By the use of a multiple aliquot technique combined with statistical calculations to overcome effects of alteration and contamination, we have determined partition coefficients ( D' s) for rare earth elements (REEs) between natural, high-Ca plagioclase megacrysts and their basaltic matrices. Some of the basalts that we investigated are shown experimentally to crystallize only high-Ca plagioclase over approximately a 20–30°C temperature interval below the liquidus. The REE D' s agree well with experimentally determined values and predict equilibrium melts for Archean anorthosites that agree well with coeval basaltic flows and dikes. Furthermore, the D' s appear to be valid for both tholeiitic and alkali basalts over a range of mg numbers (34–58) and REE concentrations (La from 3–50 ppm).
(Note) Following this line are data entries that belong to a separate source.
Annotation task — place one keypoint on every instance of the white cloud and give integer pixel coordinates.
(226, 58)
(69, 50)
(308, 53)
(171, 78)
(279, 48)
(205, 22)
Similarly calculated D' s for Co, Sc, Cr, Rb, Sr, Cs, Ba, Hf, Ta, and Th also predict equilibrium melts for anorthosites that agree reasonably well with coeval basaltic flows and dikes. The apparent values for Co, Sc, and Ta seem good to better than 50%, whereas the standard deviations for Rb and Th are equal to their means, making the D' s of questionable value. The others are useful probably to within a factor of 2. Experimental studies of the D for total Fe as FeO T indicate a value of about .04 at an oxygen fugacity slightly below that of the QFM buffer. A by-product of the FeO T experiments was the experimental D' s for MgO, TiO 2, and K 2O which could be compared with the D' s from natural assemblages. From the D' s that were determined, we suggest that plagioclase megacrysts in the Bad Vermilion Lake anorthosite were in equilibrium with melts having the composition of tholeiitic basalts at an oxygen fugacity slightly below the QFM buffer. The predicted melts have an FeO T content of about 13%, K 2O of about. 15%, TiO 2 of about 1.3%, a chondrite-normalized REE pattern that is nearly flat at 10 to 20 × chondrites with a slight depletion of LREEs, other incompatible trace elements at 10 to 20 × chondrites, and Cr and Co at 0.01 to 0.1 × chondrites. This range of compositions is essentially identical to the tholeiitic flows and dikes in Archean greenstone belts. We, therefore, suggest that the moderately Fe-rich tholeiites that are hosts to plagioclase megacrysts in greenstone belts form the parental melts for megacrysts which make up the Bad Vermilion Lake anorthositic complex and probably other similar Archean anorthositic complexes.